Ecco alcune delle cause più comuni:
- Cattiva alimentazione: Si tratta della causa di gran lunga più frequente del mal di pancia occasionale e di breve durata; l'incongruenza può essere quantitativa (la grande abbuffata) e/o qualitativa (eccesso di cibi che determinano la produzione di molto gas come fibre, verdura, frutta, grassi, di bevande gassate specie se ghiacciate, di caffè e alcolici).
- Stitichezza: Tra i disturbi che creano qualche problema o che fanno vivere decisamente male, e in qualche caso malissimo, la stitichezza (stipsi) occupa un posto di assoluto rilievo in una percentuale di persone "normali" tutt'altro che trascurabile, specie se al di sopra dei 60 anni e se di sesso femminile.
- Infezioni microbiche o virali intestinali: la diarrea associata è d'obbligo, ma si ha quasi sempre una risoluzione spontanea in qualche giorno.
- Diverticoli intestinali: Se i diverticoli si infiammano, il mal di pancia, anche intenso, è la regola.
- Malattia da reflusso gastroesofageo: è una condizione causata dalla risalita nell’esofago di materiale acido proveniente dallo stomaco.

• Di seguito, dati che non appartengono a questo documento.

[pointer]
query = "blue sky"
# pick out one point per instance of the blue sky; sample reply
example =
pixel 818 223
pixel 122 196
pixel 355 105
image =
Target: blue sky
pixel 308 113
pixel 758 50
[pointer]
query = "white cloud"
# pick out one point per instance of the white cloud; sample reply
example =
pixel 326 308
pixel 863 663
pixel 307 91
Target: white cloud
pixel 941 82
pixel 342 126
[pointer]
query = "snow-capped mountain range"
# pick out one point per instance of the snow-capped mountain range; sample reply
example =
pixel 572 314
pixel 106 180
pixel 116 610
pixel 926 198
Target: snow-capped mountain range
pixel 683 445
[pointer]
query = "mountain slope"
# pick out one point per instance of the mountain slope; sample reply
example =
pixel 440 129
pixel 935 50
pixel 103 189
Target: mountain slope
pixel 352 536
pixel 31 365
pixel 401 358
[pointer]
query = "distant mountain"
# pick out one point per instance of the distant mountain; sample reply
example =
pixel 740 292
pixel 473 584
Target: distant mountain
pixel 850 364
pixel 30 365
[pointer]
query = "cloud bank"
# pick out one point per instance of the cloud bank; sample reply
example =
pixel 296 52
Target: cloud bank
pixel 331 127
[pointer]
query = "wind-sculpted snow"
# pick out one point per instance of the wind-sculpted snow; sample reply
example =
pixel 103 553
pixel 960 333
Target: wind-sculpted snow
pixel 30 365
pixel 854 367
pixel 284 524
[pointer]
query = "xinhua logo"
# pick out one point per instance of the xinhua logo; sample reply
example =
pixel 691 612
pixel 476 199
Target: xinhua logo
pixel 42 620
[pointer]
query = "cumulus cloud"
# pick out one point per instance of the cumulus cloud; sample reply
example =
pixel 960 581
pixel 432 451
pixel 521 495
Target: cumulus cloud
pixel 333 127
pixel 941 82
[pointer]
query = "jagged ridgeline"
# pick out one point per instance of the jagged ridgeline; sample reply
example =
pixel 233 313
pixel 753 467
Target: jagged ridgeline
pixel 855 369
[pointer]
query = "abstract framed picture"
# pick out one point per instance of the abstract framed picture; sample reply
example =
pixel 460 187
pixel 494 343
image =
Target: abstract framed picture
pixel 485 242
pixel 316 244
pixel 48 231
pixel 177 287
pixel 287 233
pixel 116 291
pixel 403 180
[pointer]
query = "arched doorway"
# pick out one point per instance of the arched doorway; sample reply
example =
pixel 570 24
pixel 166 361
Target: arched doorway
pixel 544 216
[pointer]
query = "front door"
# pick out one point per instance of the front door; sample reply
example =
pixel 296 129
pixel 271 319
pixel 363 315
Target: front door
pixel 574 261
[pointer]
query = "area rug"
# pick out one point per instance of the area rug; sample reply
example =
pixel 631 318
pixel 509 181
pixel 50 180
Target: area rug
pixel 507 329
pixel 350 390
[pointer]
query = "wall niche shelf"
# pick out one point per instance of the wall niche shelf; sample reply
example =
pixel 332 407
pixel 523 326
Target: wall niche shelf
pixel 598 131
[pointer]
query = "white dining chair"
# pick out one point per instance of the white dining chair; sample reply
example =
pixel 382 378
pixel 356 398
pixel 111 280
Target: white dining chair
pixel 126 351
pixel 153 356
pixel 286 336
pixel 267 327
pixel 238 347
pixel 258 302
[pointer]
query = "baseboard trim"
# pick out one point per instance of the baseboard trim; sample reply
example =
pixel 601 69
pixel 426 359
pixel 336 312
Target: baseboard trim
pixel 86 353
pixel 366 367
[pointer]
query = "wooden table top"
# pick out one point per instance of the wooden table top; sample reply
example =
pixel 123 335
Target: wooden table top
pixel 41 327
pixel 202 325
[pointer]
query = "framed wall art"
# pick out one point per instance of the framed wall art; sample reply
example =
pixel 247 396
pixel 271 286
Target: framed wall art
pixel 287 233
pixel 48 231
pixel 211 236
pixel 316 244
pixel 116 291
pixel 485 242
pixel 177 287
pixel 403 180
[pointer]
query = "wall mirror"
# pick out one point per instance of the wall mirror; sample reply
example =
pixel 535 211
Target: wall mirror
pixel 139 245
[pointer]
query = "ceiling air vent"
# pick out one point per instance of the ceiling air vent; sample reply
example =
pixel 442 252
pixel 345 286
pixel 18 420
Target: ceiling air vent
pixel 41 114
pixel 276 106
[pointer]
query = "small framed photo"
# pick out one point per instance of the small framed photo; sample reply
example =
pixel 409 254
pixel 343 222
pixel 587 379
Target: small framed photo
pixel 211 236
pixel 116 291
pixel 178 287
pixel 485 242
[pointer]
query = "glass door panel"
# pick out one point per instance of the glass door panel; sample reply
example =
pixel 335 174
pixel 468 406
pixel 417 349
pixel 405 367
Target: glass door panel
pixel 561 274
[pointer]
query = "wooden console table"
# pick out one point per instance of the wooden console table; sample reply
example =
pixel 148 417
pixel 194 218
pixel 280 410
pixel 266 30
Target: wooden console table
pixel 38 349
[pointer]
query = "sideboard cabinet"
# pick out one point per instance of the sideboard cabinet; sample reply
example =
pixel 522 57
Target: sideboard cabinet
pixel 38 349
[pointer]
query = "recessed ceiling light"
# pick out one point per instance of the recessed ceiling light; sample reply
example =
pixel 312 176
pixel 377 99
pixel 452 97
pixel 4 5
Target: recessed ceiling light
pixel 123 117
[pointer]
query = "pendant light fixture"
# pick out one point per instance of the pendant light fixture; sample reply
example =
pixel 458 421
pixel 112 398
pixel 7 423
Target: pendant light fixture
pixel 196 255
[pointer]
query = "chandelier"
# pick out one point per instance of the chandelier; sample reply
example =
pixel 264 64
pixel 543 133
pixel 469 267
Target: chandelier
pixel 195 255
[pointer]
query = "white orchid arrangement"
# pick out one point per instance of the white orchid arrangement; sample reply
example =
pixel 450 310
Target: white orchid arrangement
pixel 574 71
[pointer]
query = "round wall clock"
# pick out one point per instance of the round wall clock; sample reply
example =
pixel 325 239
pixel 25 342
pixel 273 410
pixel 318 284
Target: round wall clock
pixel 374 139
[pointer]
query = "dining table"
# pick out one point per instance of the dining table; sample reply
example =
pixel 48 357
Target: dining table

- Allergie e intolleranze alimentari: mentre le allergie si manifestano immediatamente dopo aver ingerito la sostanza “nociva” per l’organismo, i segnali delle intolleranze possono manifestarsi anche a distanza di ore o giorni. Tra le intolleranze più comuni vi sono sicuramente l’intolleranza al lattosio e al glutine (celiachia).
Il dolore addominale può essere determinato anche da alcuni tumori che interessano la parte alta dell’addome: tumore al pancreas, allo stomaco, al fegato, oppure il linfoma, un tumore che interessa il sistema linfatico.
Altre condizioni che richiedono precisa diagnosi da parte del medico.
Quando il Dolore Addominale Deve Preoccupare
La valutazione della entità dei dolori addominali spetta al medico professionista. Il mal di pancia non è mai normale, ma nella maggior parte dei casi non richiede un’attenzione medica.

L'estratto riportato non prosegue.